Ben Cull - Payments Engineer and Microsoft Development Professional

Using Multiple Application Bars in Windows Phone Development

You know when you select multiple emails and the application bar swaps out for a different one? No? We’ll get ready to learn. This trick looks much better than enabling and disabling menu items on your application bar and is dead simple to achieve.

Step 1: Create your Application Bars

Make sure you have the shell namespace reference at the top of your PhoneApplicationPage:

xmlns:shell="clr-namespace:Microsoft.Phone.Shell;assembly=Microsoft.Phone"

Create your application bars and add them to your page resources using the following XAML. I’ve created three, naming them “DefaultAppBar”, “SiungleSelectionAppBar” and “MultiSelectionAppBar”.

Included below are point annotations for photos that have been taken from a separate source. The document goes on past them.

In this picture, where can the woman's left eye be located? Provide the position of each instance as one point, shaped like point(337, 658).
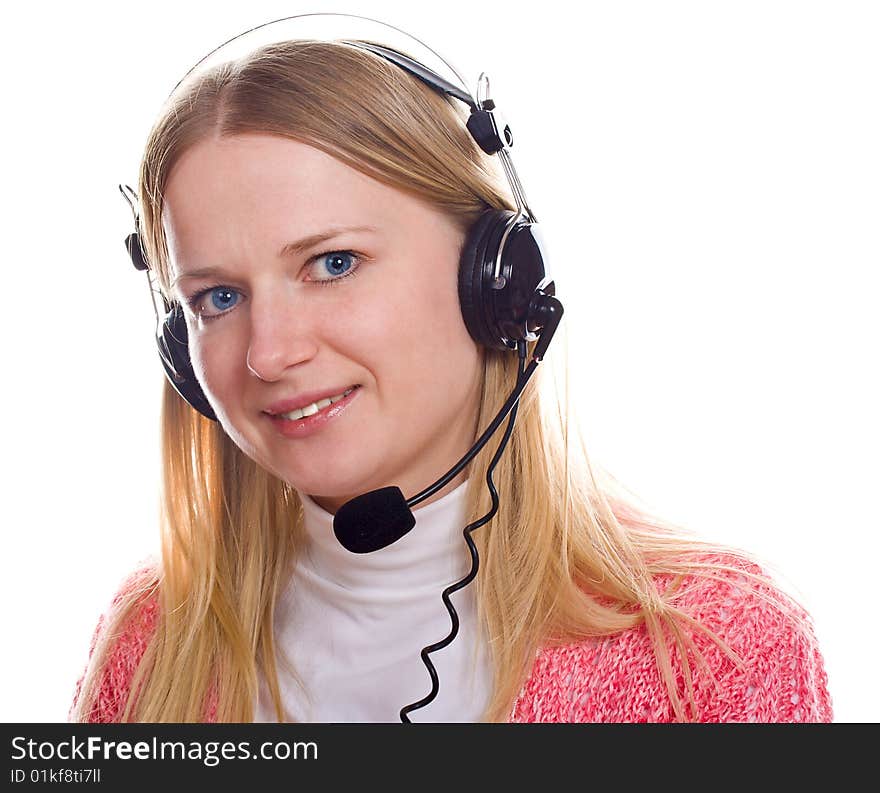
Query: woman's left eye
point(334, 266)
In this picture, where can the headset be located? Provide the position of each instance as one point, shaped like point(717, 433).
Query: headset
point(506, 296)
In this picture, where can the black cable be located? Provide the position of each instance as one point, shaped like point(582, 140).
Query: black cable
point(475, 559)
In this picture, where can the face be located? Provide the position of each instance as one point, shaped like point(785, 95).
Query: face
point(303, 279)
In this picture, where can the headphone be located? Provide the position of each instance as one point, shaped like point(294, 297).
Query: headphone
point(505, 293)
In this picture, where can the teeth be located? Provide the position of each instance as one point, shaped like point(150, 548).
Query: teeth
point(310, 410)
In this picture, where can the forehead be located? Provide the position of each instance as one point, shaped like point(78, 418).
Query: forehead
point(264, 183)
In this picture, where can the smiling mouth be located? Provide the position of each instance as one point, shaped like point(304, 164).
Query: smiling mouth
point(315, 407)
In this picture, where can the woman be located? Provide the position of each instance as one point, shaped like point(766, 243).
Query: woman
point(312, 164)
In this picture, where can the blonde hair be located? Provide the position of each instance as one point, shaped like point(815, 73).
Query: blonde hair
point(570, 553)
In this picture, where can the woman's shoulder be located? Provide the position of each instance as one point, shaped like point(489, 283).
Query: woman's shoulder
point(776, 673)
point(121, 638)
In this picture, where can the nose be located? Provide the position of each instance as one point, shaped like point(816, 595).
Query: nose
point(281, 335)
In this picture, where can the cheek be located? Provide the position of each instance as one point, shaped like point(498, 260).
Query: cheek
point(214, 358)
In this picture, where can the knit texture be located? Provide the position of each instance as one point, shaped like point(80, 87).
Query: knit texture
point(612, 679)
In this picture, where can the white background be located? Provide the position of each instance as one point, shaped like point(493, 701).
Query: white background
point(706, 175)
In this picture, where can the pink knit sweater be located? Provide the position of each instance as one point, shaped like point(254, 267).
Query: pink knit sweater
point(615, 679)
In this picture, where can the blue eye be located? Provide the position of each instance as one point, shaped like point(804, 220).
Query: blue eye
point(214, 301)
point(223, 298)
point(338, 264)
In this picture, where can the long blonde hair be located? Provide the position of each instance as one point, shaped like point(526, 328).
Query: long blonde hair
point(570, 554)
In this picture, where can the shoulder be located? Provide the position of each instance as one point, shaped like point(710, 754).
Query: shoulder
point(770, 671)
point(118, 644)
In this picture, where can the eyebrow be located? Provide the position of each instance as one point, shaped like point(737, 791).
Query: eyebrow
point(297, 247)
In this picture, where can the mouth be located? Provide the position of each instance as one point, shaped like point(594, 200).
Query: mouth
point(310, 419)
point(316, 407)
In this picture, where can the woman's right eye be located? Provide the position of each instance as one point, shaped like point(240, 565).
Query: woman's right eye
point(214, 301)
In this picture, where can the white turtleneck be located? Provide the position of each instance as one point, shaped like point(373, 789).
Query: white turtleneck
point(353, 625)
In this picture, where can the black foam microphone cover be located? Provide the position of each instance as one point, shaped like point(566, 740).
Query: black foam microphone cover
point(373, 520)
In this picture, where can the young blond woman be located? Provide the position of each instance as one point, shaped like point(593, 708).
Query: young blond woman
point(586, 607)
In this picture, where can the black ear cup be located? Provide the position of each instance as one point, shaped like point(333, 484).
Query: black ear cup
point(500, 311)
point(173, 341)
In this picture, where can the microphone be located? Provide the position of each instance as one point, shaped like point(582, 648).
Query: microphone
point(377, 519)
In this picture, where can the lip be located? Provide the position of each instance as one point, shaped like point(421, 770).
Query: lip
point(309, 425)
point(306, 398)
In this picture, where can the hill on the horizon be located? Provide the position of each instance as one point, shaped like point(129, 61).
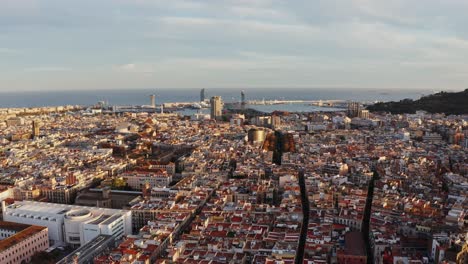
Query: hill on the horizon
point(449, 103)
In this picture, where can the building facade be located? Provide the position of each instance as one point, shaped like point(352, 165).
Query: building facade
point(216, 107)
point(18, 242)
point(70, 224)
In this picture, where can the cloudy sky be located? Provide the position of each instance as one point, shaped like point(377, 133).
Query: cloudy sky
point(117, 44)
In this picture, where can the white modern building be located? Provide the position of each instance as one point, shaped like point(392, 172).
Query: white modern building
point(137, 180)
point(70, 224)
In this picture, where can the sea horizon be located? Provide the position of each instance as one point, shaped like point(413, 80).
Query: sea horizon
point(140, 96)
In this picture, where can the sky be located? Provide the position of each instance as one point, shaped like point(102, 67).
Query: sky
point(124, 44)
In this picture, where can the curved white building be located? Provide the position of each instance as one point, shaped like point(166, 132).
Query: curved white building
point(70, 224)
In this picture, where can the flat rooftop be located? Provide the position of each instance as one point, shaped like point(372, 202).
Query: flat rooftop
point(29, 231)
point(354, 244)
point(42, 208)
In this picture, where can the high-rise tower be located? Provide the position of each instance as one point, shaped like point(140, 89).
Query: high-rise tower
point(216, 107)
point(243, 100)
point(153, 100)
point(202, 95)
point(354, 108)
point(35, 129)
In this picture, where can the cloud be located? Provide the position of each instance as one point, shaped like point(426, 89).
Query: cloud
point(48, 69)
point(7, 51)
point(134, 68)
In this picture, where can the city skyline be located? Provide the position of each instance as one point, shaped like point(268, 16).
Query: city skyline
point(52, 45)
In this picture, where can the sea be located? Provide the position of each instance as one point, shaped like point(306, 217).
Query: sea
point(141, 97)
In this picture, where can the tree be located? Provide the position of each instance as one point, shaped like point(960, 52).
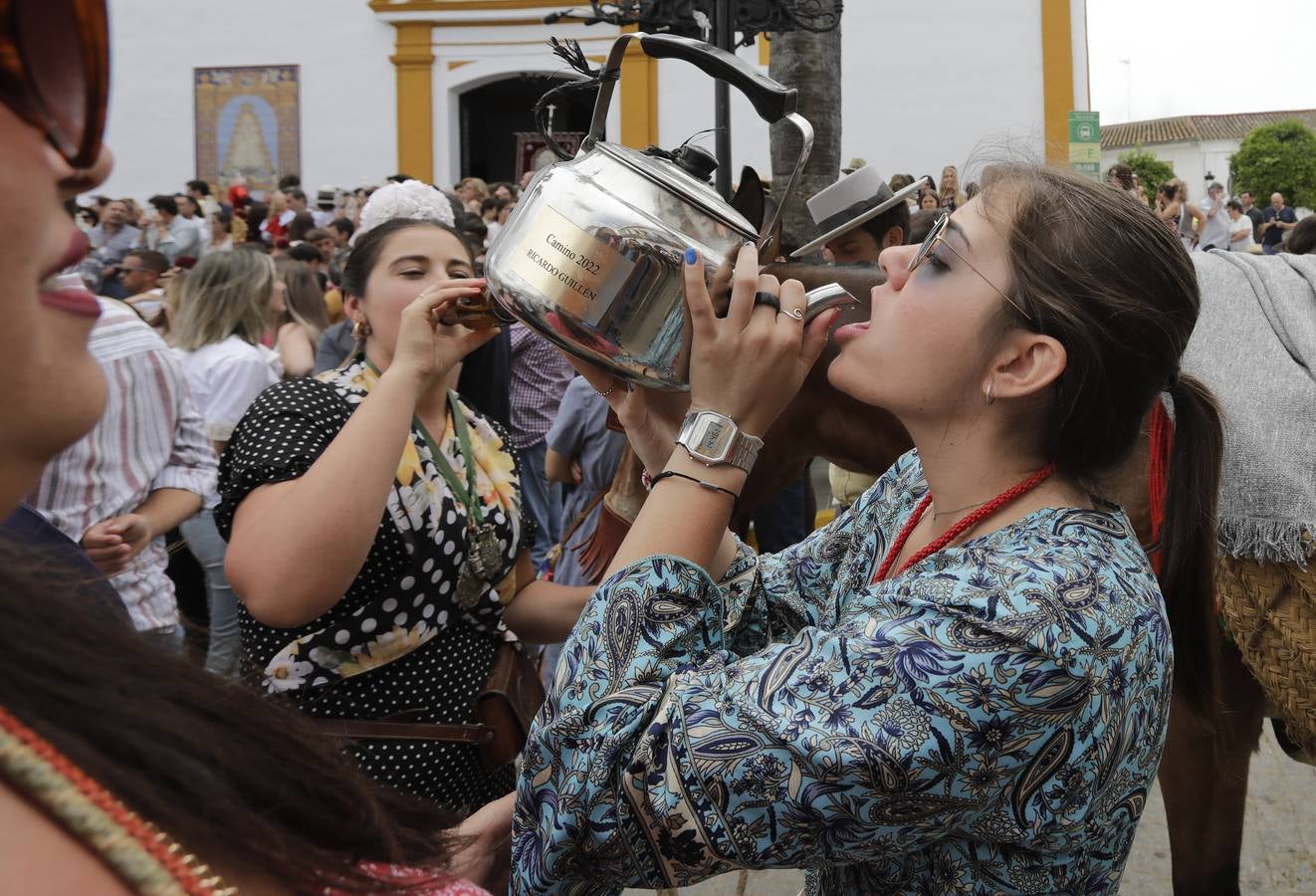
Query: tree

<phone:PhoneApplicationPage.Resources>
    <shell:ApplicationBar x:Key="DefaultAppBar" IsVisible="True">
        <shell:ApplicationBarIconButton x:Name="mnuAdd" IconUri="/icons/appbar.add.rest.png" IsEnabled="True" Text="Add" Click="mnuAdd_Click"/>
    </shell:ApplicationBar>
    <shell:ApplicationBar x:Key="SingleSelectionAppBar" IsVisible="True">
        <shell:ApplicationBarIconButton x:Name="mnuPin" IconUri="/icons/appbar.pushpin.png" IsEnabled="True" Text="Pin" Click="mnuPin_Click" />
        <shell:ApplicationBarIconButton x:Name="mnuDelete" IconUri="/icons/appbar.delete.rest.png" IsEnabled="True" Text="Delete" Click="mnuDelete_Click"/>
        <shell:ApplicationBarIconButton x:Name="mnuEdit" IconUri="/icons/appbar.edit.rest.png" IsEnabled="True" Text="Edit" Click="mnuEdit_Click"/>
    </shell:ApplicationBar>
    <shell:ApplicationBar x:Key="MultiSelectionAppBar" IsVisible="True">
        <shell:ApplicationBarIconButton x:Name="mnuDeleteMulti" IconUri="/icons/appbar.delete.rest.png" IsEnabled="True" Text="Delete" Click="mnuDelete_Click"/>
    </shell:ApplicationBar>
</phone:PhoneApplicationPage.Resources>

Step 2: Use Code to Swap Between Them

Firstly, we need to set a default application bar to load with the page. We can do this by adding the following code to the constructor:

ApplicationBar = (Microsoft.Phone.Shell.ApplicationBar)Resources["DefaultAppBar"];

It’s actually the exact same code to change the application bar to one of our other ones. Check out the following code I use to swap between them when my list fires a selection changed event:

if (list.SelectedItems.Count == 1)
{
    ApplicationBar = (Microsoft.Phone.Shell.ApplicationBar)Resources["SingleSelectionAppBar"];
}
else if (list.SelectedItems.Count > 1)
{
    ApplicationBar = (Microsoft.Phone.Shell.ApplicationBar)Resources["MultiSelectionAppBar"];
}
else
{
    ApplicationBar = (Microsoft.Phone.Shell.ApplicationBar)Resources["DefaultAppBar"];
}

That’s it. You’ll also notice that when you change application bars, it uses a cool swoosh down and then back up animation. All for free.